Your second and third questions ask whether an education service center may provide services and products to school districts and other governmental entities that are not members of the education service center in question, including entities located outside the State of Kansas. You state that some of your constituents who are engaged in private business are concerned that education service centers may be engaging in activities that compete with private business. Specifically, they are concerned that education service centers may be engaged in the business of developing, marketing and selling computer software to school districts and other governmental entities for the purpose of providing accounting, internet and support services. In Attorney General Opinion No. 94-155, we concluded that a board of education may enter into agreements with a private business to sell products manufactured by pupils of the school district pursuant to the board’s authority to dispose of property “in such manner and upon such terms and conditions as the board deems to be in the best interest of the school district.”[15]

“The fact that the choice of disposal selected by the board of education results in competition with a private business may be a factor weighed by the board in making its selection. However, the fact that such competition will occur does not statutorily preclude a board of education from selecting a particular form of disposal.”[16]

The test is not whether activities of the education service center are in competition with private business, but rather whether those activities are authorized by statute, either directly or by clear implication.

Services and products provided by an education service center constitute property of the center which the center is authorized to dispose of in the manner and upon such terms and conditions as it deems to be in the best interest of the center.
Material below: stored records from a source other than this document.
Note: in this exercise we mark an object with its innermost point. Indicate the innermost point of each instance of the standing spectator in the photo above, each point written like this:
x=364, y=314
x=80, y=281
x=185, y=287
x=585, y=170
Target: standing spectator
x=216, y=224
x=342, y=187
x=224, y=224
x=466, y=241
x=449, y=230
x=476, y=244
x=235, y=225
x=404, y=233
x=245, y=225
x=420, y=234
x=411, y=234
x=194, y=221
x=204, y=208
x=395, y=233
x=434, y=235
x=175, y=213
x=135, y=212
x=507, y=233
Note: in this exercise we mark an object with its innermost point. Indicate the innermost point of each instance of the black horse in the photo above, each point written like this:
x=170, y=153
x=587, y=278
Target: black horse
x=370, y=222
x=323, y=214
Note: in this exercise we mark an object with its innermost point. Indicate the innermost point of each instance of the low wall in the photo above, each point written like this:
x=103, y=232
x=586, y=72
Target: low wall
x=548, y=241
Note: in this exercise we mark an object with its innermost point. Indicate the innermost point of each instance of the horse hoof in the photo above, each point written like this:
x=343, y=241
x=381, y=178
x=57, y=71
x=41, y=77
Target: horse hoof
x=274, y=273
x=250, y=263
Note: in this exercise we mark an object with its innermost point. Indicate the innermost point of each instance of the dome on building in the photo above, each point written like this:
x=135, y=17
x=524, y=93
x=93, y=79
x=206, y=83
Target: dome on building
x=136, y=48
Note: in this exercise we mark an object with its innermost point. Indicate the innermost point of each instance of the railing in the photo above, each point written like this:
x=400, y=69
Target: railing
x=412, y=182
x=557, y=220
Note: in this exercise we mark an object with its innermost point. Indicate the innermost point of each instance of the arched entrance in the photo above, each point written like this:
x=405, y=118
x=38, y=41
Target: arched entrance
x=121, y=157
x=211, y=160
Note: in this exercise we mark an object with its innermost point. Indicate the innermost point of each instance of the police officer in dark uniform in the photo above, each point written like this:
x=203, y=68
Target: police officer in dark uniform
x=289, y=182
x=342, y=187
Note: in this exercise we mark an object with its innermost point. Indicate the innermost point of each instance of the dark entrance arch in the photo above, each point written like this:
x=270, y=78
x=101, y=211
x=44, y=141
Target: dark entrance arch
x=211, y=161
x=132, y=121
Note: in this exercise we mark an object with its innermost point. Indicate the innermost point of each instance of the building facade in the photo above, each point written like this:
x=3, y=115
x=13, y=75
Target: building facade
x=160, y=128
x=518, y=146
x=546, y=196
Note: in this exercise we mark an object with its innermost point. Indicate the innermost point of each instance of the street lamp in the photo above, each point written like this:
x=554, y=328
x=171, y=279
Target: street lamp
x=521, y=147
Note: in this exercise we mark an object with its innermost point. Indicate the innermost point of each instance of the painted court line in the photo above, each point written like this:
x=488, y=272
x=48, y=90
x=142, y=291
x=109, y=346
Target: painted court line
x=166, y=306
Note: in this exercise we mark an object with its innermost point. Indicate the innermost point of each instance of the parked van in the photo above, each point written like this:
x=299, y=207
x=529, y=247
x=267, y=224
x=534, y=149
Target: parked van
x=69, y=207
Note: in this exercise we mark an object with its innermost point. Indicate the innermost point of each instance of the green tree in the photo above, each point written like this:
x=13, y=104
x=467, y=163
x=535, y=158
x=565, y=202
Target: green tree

Because there are no geographical limits on the disposal of school property, an educational service center is authorized to provide services, products and commodities to governmental entities, including entities who are not members of that service center and who are located outside the State of Kansas, upon such terms and conditions as it deems to be in the best interest of the center.

Finally, you ask whether an education service center that is exempt from the payment of income tax may provide similar services, products and commodities as are provided by a private business that is required to pay income tax. We found no reference to the tax status of a school district or of an entity that receives school property in the statutory provisions regarding a school district’s authority to dispose of property. Therefore, it is our opinion that an education service center may provide the same or similar products and commodities as are provided by private business.

In conclusion, an education service center may purchase a private business for the purpose of providing accounting, internet and support services to school districts and other governmental entities provided the purchase and provision of services are in furtherance of the operation or administration of the educational programs of the center. An education service center may provide similar services and products as are provided by private business to school districts and governmental entities that are not members of that education service center, including entities that are located outside the State of Kansas, upon the terms and conditions as the center deems to be in its best interest.

Very truly yours,

CARLA J. STOVALL Attorney General of Kansas
Donna M. Voth Assistant Attorney General

CJS:JLM:DMV:jm

[1] Agreement, Southeast Kansas Education Service Center, p. 2 March 25, 1998.
[2] Kan. Const., Art. 6, § 5 (emphasis added).
[3] K.S.A. 12-2901 et seq.
[4] K.S.A. 2001 Supp. 72-8230.
[5] Id.
[6] Hobart v. U.S.D. No. 309, 230 Kan. 375, 383 (1971); see also Gragg v. U.S.D. No. 287, 6 Kan. App. 2d 152, Syl. ¶ 3 (1981).
[7] K.S.A. 2001 Supp. 72-8201.
[8] Id.
[9] K.S.A. 72-8212.
[10] K.S.A. 72-3703.
[11] K.S.A. 72-3710.
[12] K.S.A. 72-8232.
[13] K.S.A. 72-8212(e).
[14] See Attorney General Opinion No. 95-13 (a board of education may purchase computer terminals to be placed in the residences of members of the board of educaiton to be used solely for school purposes).
[15] K.S.A. 72-8212(d).
[16] Attorney General Opinion No. 94-155.